As horror films go, Parlor is pretty lame and awfully conventional, especially in the wake of more ambitious releases like It Follows, Spring, and We Are Still Here. This is your basic strap the victims down and go at it kind of exploitation fare. In fact, the narrative is especially weak, forcing characters to do things that make no sense in hindsight, just for the sake of audience misdirection.

Still, one can see why Parlor was conceived as a vehicle for the heavily inked Robert LaSardo. He is certainly distinctive looking and has an intriguing presence. A Navy veteran, LaSardo has also appeared in Touched by an Angel and Ghost Whisperer, so you can’t say he doesn’t have range. He was also in Human Centipede 3, so Parlor isn’t even his worst film. Some up-and-coming genre filmmaker could definitely build a horror franchise around him, but this is not it.

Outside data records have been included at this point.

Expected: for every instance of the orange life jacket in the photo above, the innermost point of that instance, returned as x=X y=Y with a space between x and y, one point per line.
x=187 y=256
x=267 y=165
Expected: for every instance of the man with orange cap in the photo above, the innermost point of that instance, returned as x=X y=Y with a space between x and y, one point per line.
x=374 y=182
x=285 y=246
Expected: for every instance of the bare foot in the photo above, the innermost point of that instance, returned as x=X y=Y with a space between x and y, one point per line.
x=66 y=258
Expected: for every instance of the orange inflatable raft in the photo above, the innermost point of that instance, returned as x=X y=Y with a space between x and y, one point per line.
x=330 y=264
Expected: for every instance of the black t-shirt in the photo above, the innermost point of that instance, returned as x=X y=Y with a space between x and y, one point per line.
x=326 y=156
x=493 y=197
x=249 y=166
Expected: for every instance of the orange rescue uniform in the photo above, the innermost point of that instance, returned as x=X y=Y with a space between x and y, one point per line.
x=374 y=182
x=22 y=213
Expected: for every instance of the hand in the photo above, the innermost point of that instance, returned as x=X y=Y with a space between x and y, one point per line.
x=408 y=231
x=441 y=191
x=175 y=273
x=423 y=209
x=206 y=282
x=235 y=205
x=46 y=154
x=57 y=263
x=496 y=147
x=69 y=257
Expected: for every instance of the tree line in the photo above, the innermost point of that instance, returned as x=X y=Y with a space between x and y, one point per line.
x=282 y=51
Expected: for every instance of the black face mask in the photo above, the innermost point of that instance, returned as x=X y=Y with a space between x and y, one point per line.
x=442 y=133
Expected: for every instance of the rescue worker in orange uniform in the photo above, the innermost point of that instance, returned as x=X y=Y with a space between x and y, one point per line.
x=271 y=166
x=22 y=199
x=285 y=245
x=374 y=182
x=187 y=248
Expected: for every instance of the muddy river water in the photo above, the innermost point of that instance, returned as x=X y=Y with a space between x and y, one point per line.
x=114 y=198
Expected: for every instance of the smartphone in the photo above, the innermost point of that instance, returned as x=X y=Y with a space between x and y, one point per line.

Downs & Gage make an attempt to craft some mythos-backstory, but it never makes much sense. Sensitive viewers should also be warned, the violence gets pretty grisly. Frankly, this film is about as much fun as an infected tattoo needle. Although we might like to see LaSardo in more featured roles, Anarchy Parlor is disappointingly derivative, neither worth recommending to any extent or working up any outrage over. Nevertheless, it opens in select theaters this Friday (6/19).